Mas eu não vejo a terra.

Não.
O balanço caiu de mim
Está no chão impuro,
impróprio pra ele:
desconhece o papel
de levar quem queira
como eu
ao céu.

Balanço não pensa
Por isso passo pela praça
e peço-lhe:
"Leva-me daqui!
Consegue um traumatismo
mas não pra ti".

E dele tombam pessoas
que nele sentam - como eu -
predispostas à queda
sutil? veloz?
quando julgam abraçar
com pernas,
tocar o céu
ou o único que resta:
o ar.

Caio. E preciso de mais e mais
um cleck arrebentando
a corda
um estrondo partindo o assento
no chão da praça.

Mas o céu continua em mim.

quinta-feira, 29 de outubro de 2009

o silêncio, a ausência: o branco.

dizem que branco não é cor, é a ausência.
mas eu enxergo o branco...
as nuvens existem também, porque as vejo, as toco, as beijo.

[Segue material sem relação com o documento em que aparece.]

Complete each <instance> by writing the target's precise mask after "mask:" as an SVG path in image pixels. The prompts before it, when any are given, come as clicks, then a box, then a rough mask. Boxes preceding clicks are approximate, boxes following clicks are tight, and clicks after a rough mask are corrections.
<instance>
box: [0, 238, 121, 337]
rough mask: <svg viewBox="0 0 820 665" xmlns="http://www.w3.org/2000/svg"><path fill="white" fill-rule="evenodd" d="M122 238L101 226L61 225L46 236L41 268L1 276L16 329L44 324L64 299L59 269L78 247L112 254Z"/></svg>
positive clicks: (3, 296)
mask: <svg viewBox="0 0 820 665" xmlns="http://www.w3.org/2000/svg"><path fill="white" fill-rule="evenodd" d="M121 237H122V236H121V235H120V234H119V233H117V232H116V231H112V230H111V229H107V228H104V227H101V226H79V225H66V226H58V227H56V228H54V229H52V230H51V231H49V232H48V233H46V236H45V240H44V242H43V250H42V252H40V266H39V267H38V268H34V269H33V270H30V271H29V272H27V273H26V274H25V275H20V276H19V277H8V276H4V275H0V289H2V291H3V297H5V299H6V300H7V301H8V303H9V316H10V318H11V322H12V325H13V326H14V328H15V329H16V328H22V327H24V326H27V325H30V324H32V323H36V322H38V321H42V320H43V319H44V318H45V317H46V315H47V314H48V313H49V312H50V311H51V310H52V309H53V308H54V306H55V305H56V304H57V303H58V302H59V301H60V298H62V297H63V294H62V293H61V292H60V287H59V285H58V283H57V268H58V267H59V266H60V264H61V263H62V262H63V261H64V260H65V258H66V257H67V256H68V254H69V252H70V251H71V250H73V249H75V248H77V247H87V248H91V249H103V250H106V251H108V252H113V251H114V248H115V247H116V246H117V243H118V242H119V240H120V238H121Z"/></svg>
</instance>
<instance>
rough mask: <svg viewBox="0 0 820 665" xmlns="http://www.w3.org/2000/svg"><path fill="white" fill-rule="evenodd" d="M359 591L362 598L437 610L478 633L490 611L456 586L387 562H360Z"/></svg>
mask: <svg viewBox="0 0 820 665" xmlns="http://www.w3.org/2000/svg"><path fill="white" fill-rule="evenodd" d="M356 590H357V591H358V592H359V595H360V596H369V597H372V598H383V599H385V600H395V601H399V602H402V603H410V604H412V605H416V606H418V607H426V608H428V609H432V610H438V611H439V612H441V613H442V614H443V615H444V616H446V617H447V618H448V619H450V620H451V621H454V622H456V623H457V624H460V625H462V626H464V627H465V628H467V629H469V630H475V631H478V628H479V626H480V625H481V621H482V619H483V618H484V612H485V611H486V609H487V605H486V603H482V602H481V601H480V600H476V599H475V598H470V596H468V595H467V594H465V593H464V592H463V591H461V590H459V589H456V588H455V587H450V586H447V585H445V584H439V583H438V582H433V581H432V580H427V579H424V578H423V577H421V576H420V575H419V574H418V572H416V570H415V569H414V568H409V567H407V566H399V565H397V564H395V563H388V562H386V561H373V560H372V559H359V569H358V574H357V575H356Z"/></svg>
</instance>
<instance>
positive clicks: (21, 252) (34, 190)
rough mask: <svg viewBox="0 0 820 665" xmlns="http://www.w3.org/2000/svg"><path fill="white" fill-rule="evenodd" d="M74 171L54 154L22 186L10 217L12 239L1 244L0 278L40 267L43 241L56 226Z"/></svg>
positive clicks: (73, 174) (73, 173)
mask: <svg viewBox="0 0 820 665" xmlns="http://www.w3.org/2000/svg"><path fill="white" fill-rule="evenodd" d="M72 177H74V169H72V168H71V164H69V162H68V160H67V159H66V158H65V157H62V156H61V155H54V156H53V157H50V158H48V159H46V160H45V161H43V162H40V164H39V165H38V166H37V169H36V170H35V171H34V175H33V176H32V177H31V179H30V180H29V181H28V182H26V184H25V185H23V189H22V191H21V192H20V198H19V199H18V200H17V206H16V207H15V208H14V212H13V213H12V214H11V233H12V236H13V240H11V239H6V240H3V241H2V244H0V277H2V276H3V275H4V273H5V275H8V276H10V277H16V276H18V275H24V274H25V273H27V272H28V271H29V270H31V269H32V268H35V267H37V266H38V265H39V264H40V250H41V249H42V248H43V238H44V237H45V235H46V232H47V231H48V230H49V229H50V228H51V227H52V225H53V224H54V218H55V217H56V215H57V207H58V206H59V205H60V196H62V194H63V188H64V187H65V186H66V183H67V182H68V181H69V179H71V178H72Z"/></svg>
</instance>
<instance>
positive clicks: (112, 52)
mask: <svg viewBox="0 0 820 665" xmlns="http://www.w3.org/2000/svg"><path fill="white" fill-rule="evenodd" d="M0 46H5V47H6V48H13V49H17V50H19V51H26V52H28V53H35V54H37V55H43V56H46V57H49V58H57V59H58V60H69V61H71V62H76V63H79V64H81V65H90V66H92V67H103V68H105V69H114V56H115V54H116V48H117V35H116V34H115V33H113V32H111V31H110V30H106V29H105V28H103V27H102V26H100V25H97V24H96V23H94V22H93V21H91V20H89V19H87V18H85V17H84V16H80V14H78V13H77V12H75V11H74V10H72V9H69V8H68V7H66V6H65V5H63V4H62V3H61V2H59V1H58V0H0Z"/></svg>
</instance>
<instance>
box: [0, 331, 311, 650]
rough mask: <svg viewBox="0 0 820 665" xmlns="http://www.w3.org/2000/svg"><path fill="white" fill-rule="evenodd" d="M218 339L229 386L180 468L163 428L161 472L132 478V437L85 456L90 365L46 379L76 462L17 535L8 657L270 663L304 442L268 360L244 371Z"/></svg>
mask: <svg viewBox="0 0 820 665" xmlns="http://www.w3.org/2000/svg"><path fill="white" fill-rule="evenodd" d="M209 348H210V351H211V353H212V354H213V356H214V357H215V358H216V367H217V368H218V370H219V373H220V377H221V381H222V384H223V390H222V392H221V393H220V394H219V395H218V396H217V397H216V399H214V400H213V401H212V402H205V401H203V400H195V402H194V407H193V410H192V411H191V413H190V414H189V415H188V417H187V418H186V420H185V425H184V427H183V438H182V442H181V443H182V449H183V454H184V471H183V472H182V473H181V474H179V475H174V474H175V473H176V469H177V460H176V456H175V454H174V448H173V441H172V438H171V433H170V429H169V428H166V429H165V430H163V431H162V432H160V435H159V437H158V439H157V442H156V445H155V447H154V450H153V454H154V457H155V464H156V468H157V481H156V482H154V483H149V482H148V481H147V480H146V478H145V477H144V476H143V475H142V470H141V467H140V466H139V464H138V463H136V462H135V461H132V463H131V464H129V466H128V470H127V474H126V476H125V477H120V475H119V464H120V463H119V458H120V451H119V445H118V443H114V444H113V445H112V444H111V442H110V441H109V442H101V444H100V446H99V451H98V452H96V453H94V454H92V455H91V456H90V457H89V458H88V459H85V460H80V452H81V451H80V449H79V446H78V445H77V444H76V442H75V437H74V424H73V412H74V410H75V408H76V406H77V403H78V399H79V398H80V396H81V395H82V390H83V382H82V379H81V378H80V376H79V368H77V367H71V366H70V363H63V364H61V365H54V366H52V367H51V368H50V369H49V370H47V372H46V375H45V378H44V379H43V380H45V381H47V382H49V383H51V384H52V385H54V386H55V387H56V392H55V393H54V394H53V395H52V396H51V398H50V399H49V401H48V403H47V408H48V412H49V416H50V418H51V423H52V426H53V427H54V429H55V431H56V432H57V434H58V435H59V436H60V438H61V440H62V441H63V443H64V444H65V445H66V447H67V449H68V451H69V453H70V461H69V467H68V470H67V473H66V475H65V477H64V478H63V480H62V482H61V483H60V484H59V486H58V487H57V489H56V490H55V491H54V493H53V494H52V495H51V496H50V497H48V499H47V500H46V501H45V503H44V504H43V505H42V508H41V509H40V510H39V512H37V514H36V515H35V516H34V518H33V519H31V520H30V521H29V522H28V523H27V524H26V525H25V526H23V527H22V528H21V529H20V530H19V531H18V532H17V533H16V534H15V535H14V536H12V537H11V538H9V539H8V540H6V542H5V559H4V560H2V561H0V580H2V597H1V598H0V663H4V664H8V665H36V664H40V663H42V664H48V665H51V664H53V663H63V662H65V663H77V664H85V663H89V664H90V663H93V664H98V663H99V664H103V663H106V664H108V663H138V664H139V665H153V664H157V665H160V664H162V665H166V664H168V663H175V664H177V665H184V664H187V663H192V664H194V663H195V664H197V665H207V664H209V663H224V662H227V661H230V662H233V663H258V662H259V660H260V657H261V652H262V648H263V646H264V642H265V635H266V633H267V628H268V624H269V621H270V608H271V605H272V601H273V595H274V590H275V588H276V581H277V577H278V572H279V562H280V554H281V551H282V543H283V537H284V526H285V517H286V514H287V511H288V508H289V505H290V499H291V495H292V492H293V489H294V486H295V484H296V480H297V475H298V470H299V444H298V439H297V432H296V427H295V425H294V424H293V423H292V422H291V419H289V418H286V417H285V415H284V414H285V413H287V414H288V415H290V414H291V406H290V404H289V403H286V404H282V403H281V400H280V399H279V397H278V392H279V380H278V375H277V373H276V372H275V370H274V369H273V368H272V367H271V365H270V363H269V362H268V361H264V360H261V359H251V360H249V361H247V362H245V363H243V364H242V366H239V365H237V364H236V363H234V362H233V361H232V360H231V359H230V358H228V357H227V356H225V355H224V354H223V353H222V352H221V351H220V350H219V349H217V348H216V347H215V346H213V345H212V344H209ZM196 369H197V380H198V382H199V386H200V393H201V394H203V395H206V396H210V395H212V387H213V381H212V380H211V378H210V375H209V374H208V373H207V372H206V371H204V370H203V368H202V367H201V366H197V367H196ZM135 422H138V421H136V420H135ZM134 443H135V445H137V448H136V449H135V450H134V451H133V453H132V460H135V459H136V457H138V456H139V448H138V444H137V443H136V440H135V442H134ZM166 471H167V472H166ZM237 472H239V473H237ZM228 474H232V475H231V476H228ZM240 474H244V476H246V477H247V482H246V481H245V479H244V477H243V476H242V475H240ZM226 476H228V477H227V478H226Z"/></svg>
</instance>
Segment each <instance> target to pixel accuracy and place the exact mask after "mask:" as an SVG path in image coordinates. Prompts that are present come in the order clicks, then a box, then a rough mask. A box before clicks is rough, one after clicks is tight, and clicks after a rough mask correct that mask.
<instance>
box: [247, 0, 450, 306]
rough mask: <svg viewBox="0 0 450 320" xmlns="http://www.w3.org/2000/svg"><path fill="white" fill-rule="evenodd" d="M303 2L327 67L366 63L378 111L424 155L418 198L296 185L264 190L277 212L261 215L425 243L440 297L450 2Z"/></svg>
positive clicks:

[a ausência pode significar mais do que a presença]

meu sabonete é branco;
minhas paredes
meus globos oculares
meus poros
cada-vez-mais-brancos.

[não vês o branco presente no céu cinza - que eu vejo -
no céu onde voam aviões brancos, levando e trazendo as gentes que se desencontram
que se ausentam sempre de alguém
as gentes brancas]

meus cabelos:
um dia brancos
[quando?]
Das Dores: branca
[repintada muito recentemente]
meus sorrisos metálico-brancos.
e até o meu cigarro é branco.

[o branco tá na folha que repousa na minha escrivaninha,
me olhando - à espera de tinta que a preencha?
o branco tá em tudo. é mais econômico fazer as coisas em branco?
ou poque sem o branco nada seria nada? ou ele existe para que possa,
ele sozinho,
ser o nada sem deixar que nada além dele seja o nada?]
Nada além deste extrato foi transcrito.